Once inside, a shiver passed through her body, giving her
goose pimples. She felt cold and vulnerable. The loneliness, however, was
nothing compared to what lay ahead of her.
‘Close your eyes and relax,’ said Charlie, whose voice she
could now hear through a small speaker built into the interior of the matchbox.
‘This process will only be successful if you allow it to. I’m going to start
you off slow and keep the cord to just two metres.’
She shut her eyes and tried to blank out any negative
thoughts or fears. She counted backwards from ten and with each number she
focused on a different body part, starting with her toes and finishing with her
head. As she did so, her body began to feel heavy and she could no longer move
her limbs. Then she felt herself drift upwards. The sensation was slow at
first, but seemed to speed up and then she felt like she was falling.
Her eyes opened and she felt the pull of her bindings as her
body tried to sit bolt upright. It took her a while to realise where she was
and what was happening, or rather, what was supposed to be happening.

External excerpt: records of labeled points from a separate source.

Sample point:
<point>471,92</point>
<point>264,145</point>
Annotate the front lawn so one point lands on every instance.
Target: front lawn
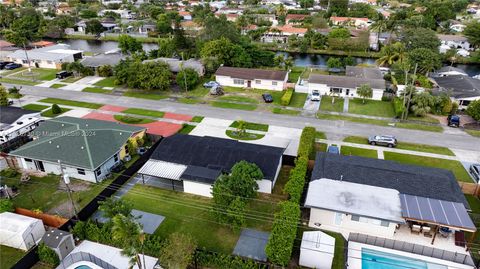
<point>144,112</point>
<point>455,166</point>
<point>353,151</point>
<point>70,103</point>
<point>106,82</point>
<point>326,104</point>
<point>371,108</point>
<point>252,126</point>
<point>191,214</point>
<point>35,107</point>
<point>10,256</point>
<point>132,120</point>
<point>49,113</point>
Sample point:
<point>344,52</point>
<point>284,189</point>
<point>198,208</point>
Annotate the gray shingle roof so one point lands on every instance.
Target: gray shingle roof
<point>407,179</point>
<point>77,142</point>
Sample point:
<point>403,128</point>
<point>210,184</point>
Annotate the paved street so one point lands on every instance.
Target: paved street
<point>333,129</point>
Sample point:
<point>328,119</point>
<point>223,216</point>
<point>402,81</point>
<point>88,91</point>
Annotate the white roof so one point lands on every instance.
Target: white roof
<point>163,169</point>
<point>318,241</point>
<point>354,198</point>
<point>111,255</point>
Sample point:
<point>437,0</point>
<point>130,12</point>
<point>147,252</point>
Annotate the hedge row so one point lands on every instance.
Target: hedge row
<point>286,97</point>
<point>284,231</point>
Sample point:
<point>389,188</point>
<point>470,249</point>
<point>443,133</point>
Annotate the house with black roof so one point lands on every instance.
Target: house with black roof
<point>408,208</point>
<point>193,163</point>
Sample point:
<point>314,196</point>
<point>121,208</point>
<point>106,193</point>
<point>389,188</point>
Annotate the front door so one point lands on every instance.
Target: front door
<point>39,166</point>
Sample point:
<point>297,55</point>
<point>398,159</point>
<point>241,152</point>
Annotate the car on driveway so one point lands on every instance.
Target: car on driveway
<point>383,140</point>
<point>12,66</point>
<point>210,84</point>
<point>268,98</point>
<point>333,149</point>
<point>475,171</point>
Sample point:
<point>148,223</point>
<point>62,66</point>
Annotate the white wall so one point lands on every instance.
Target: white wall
<point>262,83</point>
<point>197,188</point>
<point>327,219</point>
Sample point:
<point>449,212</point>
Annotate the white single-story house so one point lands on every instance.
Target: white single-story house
<point>87,149</point>
<point>346,86</point>
<point>275,80</point>
<point>46,57</point>
<point>21,232</point>
<point>193,163</point>
<point>15,124</point>
<point>393,206</point>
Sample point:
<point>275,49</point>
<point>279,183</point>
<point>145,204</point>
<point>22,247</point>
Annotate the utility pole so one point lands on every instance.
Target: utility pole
<point>66,179</point>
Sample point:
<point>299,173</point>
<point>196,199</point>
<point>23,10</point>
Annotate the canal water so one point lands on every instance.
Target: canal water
<point>300,59</point>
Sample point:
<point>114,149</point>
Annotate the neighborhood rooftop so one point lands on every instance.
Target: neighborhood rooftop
<point>407,179</point>
<point>251,74</point>
<point>78,142</point>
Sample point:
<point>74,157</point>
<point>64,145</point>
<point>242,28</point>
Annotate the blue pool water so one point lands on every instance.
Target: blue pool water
<point>372,259</point>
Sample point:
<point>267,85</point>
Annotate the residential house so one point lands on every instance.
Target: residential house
<point>280,34</point>
<point>461,89</point>
<point>87,149</point>
<point>192,164</point>
<point>46,57</point>
<point>15,125</point>
<point>252,78</point>
<point>346,86</point>
<point>387,209</point>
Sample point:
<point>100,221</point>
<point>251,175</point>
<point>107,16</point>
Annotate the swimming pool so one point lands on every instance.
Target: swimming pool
<point>373,259</point>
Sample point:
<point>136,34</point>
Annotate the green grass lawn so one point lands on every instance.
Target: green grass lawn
<point>96,90</point>
<point>326,104</point>
<point>57,85</point>
<point>106,82</point>
<point>49,113</point>
<point>371,108</point>
<point>132,120</point>
<point>145,95</point>
<point>221,104</point>
<point>456,167</point>
<point>70,103</point>
<point>252,126</point>
<point>35,107</point>
<point>9,256</point>
<point>144,112</point>
<point>284,111</point>
<point>353,151</point>
<point>190,214</point>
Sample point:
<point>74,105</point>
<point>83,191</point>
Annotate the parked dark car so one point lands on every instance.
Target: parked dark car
<point>63,74</point>
<point>3,64</point>
<point>453,120</point>
<point>333,149</point>
<point>383,140</point>
<point>12,66</point>
<point>268,98</point>
<point>475,171</point>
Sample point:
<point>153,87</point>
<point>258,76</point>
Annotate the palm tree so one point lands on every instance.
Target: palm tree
<point>130,233</point>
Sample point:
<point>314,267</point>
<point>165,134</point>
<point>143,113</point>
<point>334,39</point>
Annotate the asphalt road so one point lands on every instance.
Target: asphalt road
<point>454,139</point>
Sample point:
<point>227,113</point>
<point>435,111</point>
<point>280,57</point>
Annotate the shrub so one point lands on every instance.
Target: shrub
<point>56,109</point>
<point>286,97</point>
<point>47,255</point>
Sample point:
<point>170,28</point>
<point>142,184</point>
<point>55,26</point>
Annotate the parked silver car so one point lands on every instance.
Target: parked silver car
<point>383,140</point>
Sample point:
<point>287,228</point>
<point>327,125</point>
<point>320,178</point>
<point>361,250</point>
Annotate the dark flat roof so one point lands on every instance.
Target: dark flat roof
<point>207,156</point>
<point>407,179</point>
<point>251,74</point>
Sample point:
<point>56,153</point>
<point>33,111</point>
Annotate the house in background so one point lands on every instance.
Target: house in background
<point>252,78</point>
<point>87,149</point>
<point>15,125</point>
<point>192,164</point>
<point>47,57</point>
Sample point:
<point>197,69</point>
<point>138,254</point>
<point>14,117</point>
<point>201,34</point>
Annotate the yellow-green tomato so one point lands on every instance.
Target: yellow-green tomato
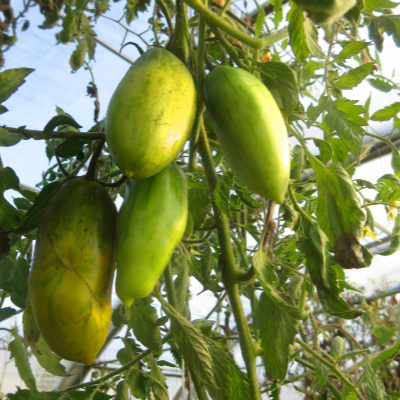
<point>150,224</point>
<point>151,114</point>
<point>250,129</point>
<point>71,279</point>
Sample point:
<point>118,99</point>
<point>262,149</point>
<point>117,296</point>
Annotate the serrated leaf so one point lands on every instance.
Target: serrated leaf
<point>47,359</point>
<point>194,348</point>
<point>354,77</point>
<point>232,383</point>
<point>339,212</point>
<point>59,120</point>
<point>34,215</point>
<point>159,385</point>
<point>78,55</point>
<point>133,7</point>
<point>260,21</point>
<point>322,274</point>
<point>24,394</point>
<point>270,319</point>
<point>385,356</point>
<point>70,147</point>
<point>261,264</point>
<point>387,113</point>
<point>350,49</point>
<point>20,356</point>
<point>11,80</point>
<point>7,312</point>
<point>8,138</point>
<point>395,238</point>
<point>389,24</point>
<point>8,179</point>
<point>372,384</point>
<point>383,84</point>
<point>372,5</point>
<point>143,322</point>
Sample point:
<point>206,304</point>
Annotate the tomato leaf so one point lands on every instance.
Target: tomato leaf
<point>355,76</point>
<point>143,321</point>
<point>270,319</point>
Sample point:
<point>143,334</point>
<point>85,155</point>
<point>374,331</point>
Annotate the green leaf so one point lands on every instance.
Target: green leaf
<point>181,283</point>
<point>7,312</point>
<point>34,215</point>
<point>354,77</point>
<point>199,203</point>
<point>143,321</point>
<point>395,238</point>
<point>262,265</point>
<point>281,81</point>
<point>372,384</point>
<point>339,212</point>
<point>159,385</point>
<point>70,147</point>
<point>270,319</point>
<point>78,55</point>
<point>350,49</point>
<point>260,21</point>
<point>194,348</point>
<point>389,24</point>
<point>338,347</point>
<point>9,216</point>
<point>133,7</point>
<point>59,120</point>
<point>8,138</point>
<point>386,113</point>
<point>47,359</point>
<point>8,179</point>
<point>302,35</point>
<point>322,274</point>
<point>383,84</point>
<point>385,356</point>
<point>232,383</point>
<point>11,80</point>
<point>20,356</point>
<point>23,394</point>
<point>372,5</point>
<point>138,383</point>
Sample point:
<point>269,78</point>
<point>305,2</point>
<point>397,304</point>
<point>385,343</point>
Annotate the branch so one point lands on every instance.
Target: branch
<point>39,135</point>
<point>218,22</point>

Instead,
what she had experienced was the same sensation felt by millions of sleepers
each night; the falling dream.
‘Are you okay?’ asked Charlie.
‘I’m fine,’ she replied. ‘I just lost my focus, that’s all.’

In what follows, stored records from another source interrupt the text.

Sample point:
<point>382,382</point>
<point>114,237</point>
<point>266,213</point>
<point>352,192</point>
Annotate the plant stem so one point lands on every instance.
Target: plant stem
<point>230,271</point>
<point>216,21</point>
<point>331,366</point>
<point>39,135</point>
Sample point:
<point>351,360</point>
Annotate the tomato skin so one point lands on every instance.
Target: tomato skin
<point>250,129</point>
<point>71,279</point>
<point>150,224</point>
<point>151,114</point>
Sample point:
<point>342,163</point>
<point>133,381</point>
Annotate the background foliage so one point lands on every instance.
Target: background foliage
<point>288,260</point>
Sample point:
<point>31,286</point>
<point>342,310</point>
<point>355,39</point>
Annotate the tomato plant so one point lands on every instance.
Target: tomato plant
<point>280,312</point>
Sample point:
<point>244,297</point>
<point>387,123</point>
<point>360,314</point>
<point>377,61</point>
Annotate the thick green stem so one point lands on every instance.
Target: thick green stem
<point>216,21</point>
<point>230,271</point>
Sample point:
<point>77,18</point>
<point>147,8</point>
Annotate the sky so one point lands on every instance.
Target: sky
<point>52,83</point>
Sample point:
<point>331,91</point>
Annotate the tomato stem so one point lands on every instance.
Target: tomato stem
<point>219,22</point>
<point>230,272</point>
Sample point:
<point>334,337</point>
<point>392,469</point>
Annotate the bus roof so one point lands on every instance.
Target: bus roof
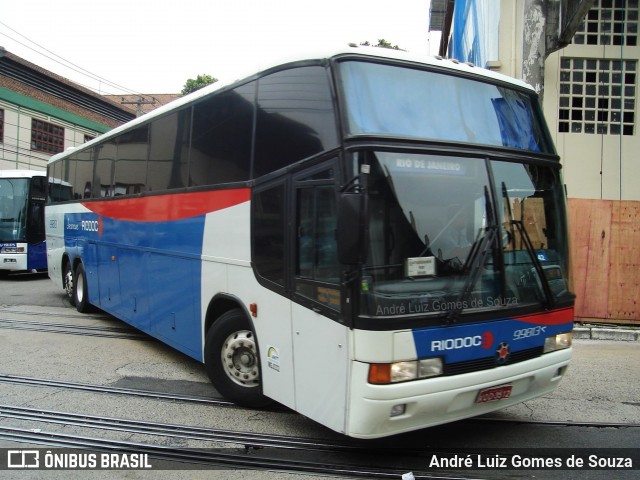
<point>281,60</point>
<point>22,173</point>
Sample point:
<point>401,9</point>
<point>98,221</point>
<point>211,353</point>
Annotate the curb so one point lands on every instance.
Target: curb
<point>590,332</point>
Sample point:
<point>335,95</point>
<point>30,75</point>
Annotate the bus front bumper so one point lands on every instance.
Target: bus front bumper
<point>374,409</point>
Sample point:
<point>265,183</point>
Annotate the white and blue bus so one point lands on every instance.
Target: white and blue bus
<point>22,235</point>
<point>374,240</point>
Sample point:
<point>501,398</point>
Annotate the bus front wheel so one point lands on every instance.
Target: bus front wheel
<point>231,360</point>
<point>80,290</point>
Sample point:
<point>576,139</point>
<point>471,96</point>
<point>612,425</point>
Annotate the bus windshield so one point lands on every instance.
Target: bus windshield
<point>13,208</point>
<point>450,234</point>
<point>396,101</point>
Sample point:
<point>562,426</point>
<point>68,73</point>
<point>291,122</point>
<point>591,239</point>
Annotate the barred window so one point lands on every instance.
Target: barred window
<point>46,137</point>
<point>610,22</point>
<point>597,96</point>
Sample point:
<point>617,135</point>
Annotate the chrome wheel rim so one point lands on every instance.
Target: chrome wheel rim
<point>240,359</point>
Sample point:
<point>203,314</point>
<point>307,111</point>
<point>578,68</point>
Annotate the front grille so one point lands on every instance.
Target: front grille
<point>490,362</point>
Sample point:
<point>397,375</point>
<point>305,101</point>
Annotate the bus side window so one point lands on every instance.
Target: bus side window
<point>317,270</point>
<point>295,118</point>
<point>268,249</point>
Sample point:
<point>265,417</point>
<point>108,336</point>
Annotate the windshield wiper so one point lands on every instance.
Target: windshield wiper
<point>475,261</point>
<point>524,235</point>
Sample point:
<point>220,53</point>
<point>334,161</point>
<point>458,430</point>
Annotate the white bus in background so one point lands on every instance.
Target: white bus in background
<point>22,235</point>
<point>375,240</point>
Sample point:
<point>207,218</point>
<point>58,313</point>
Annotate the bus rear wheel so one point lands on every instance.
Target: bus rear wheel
<point>80,290</point>
<point>232,362</point>
<point>67,282</point>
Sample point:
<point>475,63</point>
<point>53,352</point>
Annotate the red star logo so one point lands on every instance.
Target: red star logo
<point>502,353</point>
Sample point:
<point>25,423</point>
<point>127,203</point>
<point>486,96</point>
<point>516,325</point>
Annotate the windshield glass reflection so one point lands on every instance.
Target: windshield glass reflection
<point>442,241</point>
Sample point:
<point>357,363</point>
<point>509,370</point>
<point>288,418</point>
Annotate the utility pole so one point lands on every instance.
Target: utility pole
<point>141,101</point>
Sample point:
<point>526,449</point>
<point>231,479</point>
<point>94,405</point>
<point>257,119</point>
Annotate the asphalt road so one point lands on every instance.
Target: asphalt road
<point>43,337</point>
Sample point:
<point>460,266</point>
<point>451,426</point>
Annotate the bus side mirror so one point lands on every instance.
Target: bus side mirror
<point>352,228</point>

‘It can be difficult, but you must be patient. When you
first feel yourself start to rise, you will be tempted to help the process
along, but you can’t. You have to give up any illusion of control; do you
understand?’
‘Perfectly; I’m ready to give it another try when you are.’

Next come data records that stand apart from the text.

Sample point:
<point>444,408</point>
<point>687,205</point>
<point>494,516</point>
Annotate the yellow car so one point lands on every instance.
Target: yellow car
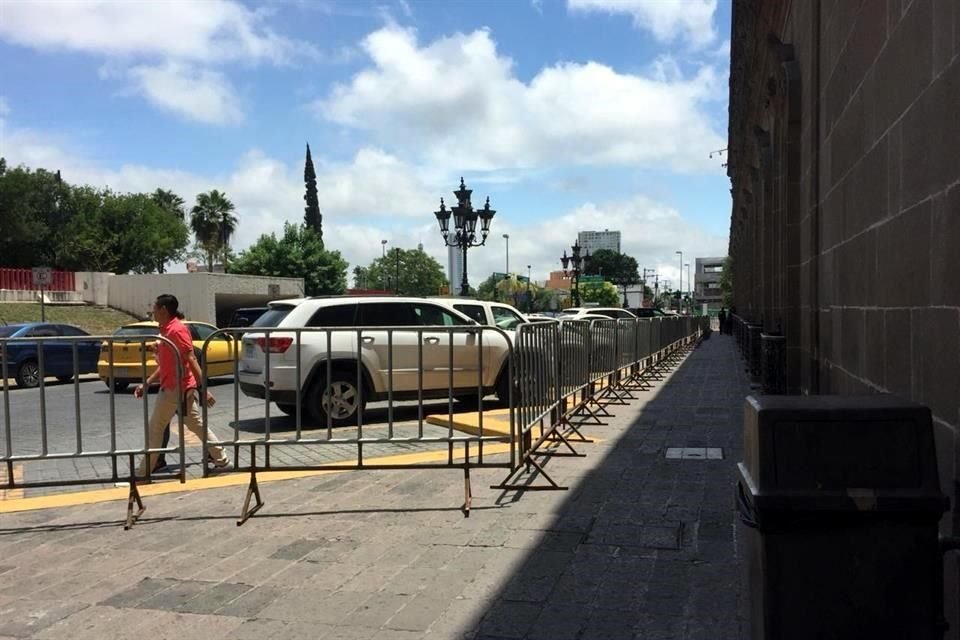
<point>128,356</point>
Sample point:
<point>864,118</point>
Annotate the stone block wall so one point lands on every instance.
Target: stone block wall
<point>845,173</point>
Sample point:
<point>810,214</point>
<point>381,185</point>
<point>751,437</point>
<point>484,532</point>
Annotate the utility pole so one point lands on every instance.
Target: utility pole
<point>643,295</point>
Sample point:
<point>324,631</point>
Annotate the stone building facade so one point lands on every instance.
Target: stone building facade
<point>844,160</point>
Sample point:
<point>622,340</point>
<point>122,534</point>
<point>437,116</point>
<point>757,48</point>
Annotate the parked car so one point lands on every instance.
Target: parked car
<point>338,396</point>
<point>245,316</point>
<point>647,312</point>
<point>589,313</point>
<point>485,312</point>
<point>537,317</point>
<point>128,355</point>
<point>23,358</point>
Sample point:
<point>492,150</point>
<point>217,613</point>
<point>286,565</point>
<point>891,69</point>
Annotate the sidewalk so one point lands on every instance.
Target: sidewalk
<point>641,546</point>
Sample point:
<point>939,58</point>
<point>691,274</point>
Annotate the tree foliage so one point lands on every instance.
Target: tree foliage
<point>408,272</point>
<point>121,233</point>
<point>526,297</point>
<point>299,252</point>
<point>618,268</point>
<point>47,222</point>
<point>605,294</point>
<point>312,217</point>
<point>213,224</point>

She relaxed her body again and shut her eyes. This time,
instead of counting down she recited the phrase “I am floating” over and over.
Once again, her limbs became heavy and she felt herself rise up. When the pull
came, she simply concentrated on her mantra and rather than being jerked back
into full consciousness, she found herself hovering above her body.
The room and all of its contents became hazy and
transparent. She could not focus on any one thing and even her thoughts seemed
distant and vague. Charlie had written detailed accounts of his experiences,
but she was having trouble recalling little, if anything of what she had read.
The trouble was that her body was still in the machine and what she was now
experiencing was merely secondary consciousness. She was a disembodied essence,
relying on instinct and intuition to make sense of anything.
The longer she stayed under, the more information was
revealed to her. Everything is composed of energy compressed into matter and in
her altered state she could see that energy for the first time. Charlie was
standing at a raised computer console about ten metres from her. She was unable
to make out any of his features or even trace his silhouette, but she could
feel his presence nonetheless. She willed herself to move closer to him.
Without effort or physicality of any kind she felt her position begin to shift.
When she was just a couple of feet from her colleague, she stopped
involuntarily. She willed herself to move, but nothing happened. This is when
she saw the cord.
Since man first began to walk upright and developed a
consciousness, he has tried to find the answer to what connects the mind to the
body. It is the question that attempts to unravel the very mystery of life. In
the beginning the question was purely abstract, but then the philosophers
passed the baton to the scientists and now here she was, staring right at
nature’s greatest miracle. It is known to some as the silver cord. One end is
attached to the body and the other to the soul.